SEQanswers

Go Back   SEQanswers > Sequencing Technologies/Companies > Illumina/Solexa



Similar Threads
Thread Thread Starter Forum Replies Last Post
For MAQ: Is there a Tool to convert sanger-format fastq file to illumina-fotmat fastq byb121 Bioinformatics 6 12-20-2013 02:26 AM
Split Large FASTQ file in small FASTQ files with user defined number of reads Windows deepbiomed Bioinformatics 3 04-04-2013 08:14 AM
miseq undetermined fastq m_elena_bioinfo Bioinformatics 4 01-28-2013 08:43 AM
undetermined strand madsaan Bioinformatics 0 01-26-2011 06:25 AM
Reduce file size after Illumina FASTQ to Sanger FASTQ conversion? jjw14 Illumina/Solexa 2 06-01-2010 05:35 PM

Reply
 
Thread Tools
Old 12-18-2014, 10:00 AM   #1
NitaC
Member
 
Location: Philadelphia

Join Date: Apr 2013
Posts: 17
Question Undetermined.fastq file

Hello,

This may be a very elementary question but since what I have found thus far on the internet has not entirely clarified this for me, I figured I'd ask here.

When a sequencing experiment is run on an Illumina platform, after demultiplexing, there are always *_Undetermined.fastq.gz files. I am lost as to why exactly some reads end up in there, and what the purpose of this file is. I've read that sometimes one may use this file to observe index frequencies or for other troubleshooting issues, but again, I am not entirely clear on this. Is the presence of this file strictly for troubleshooting (i.e. the reads in this file will never be used in any downstream analysis)??
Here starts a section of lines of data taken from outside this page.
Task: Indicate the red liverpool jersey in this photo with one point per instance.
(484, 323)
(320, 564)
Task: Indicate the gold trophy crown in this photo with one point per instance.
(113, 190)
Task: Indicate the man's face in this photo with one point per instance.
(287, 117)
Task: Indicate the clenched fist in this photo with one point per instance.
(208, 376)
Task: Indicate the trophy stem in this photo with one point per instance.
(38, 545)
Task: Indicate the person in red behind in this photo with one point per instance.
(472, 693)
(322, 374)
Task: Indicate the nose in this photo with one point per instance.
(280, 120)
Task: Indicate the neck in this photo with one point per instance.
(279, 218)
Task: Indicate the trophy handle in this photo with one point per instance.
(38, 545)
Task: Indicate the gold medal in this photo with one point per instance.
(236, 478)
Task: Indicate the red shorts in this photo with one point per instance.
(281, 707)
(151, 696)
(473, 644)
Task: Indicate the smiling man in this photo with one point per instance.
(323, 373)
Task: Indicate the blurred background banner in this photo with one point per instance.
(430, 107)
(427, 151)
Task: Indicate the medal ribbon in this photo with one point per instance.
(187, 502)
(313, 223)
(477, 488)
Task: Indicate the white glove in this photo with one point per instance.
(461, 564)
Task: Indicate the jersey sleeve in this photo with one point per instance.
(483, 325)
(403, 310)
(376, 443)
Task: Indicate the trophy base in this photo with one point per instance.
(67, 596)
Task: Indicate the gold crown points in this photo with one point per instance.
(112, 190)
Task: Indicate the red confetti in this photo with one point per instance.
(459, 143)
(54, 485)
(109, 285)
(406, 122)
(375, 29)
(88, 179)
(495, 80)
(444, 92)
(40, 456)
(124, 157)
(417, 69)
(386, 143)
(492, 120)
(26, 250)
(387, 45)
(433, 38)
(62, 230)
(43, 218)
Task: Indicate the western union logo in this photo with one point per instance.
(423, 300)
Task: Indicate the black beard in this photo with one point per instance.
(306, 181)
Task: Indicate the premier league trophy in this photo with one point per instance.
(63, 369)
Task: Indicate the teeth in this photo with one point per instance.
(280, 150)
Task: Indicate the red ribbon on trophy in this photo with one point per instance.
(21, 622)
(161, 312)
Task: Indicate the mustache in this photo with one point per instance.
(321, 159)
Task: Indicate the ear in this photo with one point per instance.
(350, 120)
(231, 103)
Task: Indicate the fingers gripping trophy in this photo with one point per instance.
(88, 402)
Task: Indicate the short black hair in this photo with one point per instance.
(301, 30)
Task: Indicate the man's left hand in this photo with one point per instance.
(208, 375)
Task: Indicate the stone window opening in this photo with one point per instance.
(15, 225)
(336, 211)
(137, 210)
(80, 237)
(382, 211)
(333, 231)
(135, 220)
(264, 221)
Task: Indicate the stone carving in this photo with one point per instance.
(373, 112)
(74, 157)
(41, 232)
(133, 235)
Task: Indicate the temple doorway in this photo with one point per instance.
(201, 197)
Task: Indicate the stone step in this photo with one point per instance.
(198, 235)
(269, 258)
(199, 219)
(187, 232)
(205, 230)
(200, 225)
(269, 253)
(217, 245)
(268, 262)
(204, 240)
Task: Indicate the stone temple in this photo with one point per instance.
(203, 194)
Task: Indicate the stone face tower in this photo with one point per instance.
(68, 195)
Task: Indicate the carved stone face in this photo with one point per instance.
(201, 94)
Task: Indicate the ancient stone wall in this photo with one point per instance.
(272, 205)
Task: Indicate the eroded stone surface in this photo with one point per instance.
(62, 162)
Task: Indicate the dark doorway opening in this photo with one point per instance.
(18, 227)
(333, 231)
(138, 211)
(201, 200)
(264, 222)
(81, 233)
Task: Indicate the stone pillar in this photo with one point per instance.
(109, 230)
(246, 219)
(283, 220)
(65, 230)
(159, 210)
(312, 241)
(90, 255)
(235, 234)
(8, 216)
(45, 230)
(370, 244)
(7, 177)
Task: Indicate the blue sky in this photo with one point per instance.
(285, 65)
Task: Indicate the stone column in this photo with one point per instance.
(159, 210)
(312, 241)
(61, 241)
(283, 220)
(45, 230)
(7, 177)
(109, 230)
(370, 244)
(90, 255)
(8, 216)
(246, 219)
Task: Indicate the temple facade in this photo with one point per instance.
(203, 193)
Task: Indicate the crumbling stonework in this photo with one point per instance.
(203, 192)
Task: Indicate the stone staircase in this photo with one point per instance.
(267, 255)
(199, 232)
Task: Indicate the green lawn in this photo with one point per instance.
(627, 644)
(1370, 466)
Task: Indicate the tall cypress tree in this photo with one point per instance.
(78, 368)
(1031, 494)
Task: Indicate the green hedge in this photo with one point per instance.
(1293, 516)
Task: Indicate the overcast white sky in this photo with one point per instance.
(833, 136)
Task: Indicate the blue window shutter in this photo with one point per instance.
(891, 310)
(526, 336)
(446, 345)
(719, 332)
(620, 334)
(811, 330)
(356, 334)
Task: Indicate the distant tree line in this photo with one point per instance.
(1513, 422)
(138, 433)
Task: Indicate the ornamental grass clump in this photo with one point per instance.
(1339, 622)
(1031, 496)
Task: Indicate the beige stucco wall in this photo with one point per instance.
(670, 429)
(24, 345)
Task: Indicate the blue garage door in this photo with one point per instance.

Thanks in advance for any help on this.
NitaC is offline   Reply With Quote
Old 12-18-2014, 11:42 AM   #2
Bukowski
Senior Member
 
Location: Aberdeen, Scotland

Join Date: Jan 2010
Posts: 340
Default

I think it's just the reads where it has not been possible to demultiplex on the barcode with sufficient accuracy. There's always some data here even if your sample sheet is set up properly.
Bukowski is offline   Reply With Quote
Old 12-18-2014, 12:03 PM   #3
Brian Bushnell
Super Moderator
 
Location: Walnut Creek, CA

Join Date: Jan 2014
Posts: 2,695
Default

That's correct. Undetermined is also where PhiX reads are supposed to end up if it was spiked in.
Brian Bushnell is offline   Reply With Quote
Old 12-18-2014, 02:38 PM   #4
GenoMax
Senior Member
 
Location: East Coast USA

Join Date: Feb 2008
Posts: 6,550
Default

There are some special circumstances when I deliberately want the reads to go into "undetermined" file (when using CASAVA or bcl2fastq to demultiplex). This preserves the tags in the read ID's. We have built a demultiplexer for Qiime that can use this undetermined file to produce sample files in the qiime format. (Sending all reads to "undetermined" file is achieved by including a dummy tag sequence like YYYY in the samplesheet)
GenoMax is offline   Reply With Quote
Old 12-18-2014, 05:45 PM   #5
ScottC
Senior Member
 
Location: Monash University, Melbourne, Australia.

Join Date: Jan 2008
Posts: 246
Default

Yes, people use it for a variety of different purposes, but it's actual intended purpose is simply as a catch-all for any read that wasn't assignable to a sample for any reason (poor quality, incorrect indexes specified in the sample sheet, missing index sequences (i.e. PhiX reads, which have no index) sequencing error in the index read for that sequence, etc.)
ScottC is offline   Reply With Quote
Old 03-01-2017, 09:27 PM   #6
bvanga
Junior Member
 
Location: New Zealand

Join Date: Sep 2016
Posts: 2
Default Undetermined sequence

Hi,

Can anyone please explain how miseq (300bp pair-end sequencing) determines undetermined sequences. I am studying for a microbiome in the plant tissue collected from a fruit plant in the environment. Sequence provider mentioned that I got about 20GB of undetermined, but when I did OTU analysis and BLAST, I am able to differentiate different species and different undetermined OTUs (it is ok to me to expect some undetermined OTUs from the environmental sample) I got bit confused ...does undetermined OTUs are different form the miseq picked undetermined folder?

Thank you
Vanga
bvanga is offline   Reply With Quote
Old 03-01-2017, 09:51 PM   #7
Brian Bushnell
Super Moderator
 
Location: Walnut Creek, CA

Join Date: Jan 2014
Posts: 2,695
Default

Miseq does not determine anything. It is a sequencing platform; all it does is produce sequences - it is up to the user to determine what they are.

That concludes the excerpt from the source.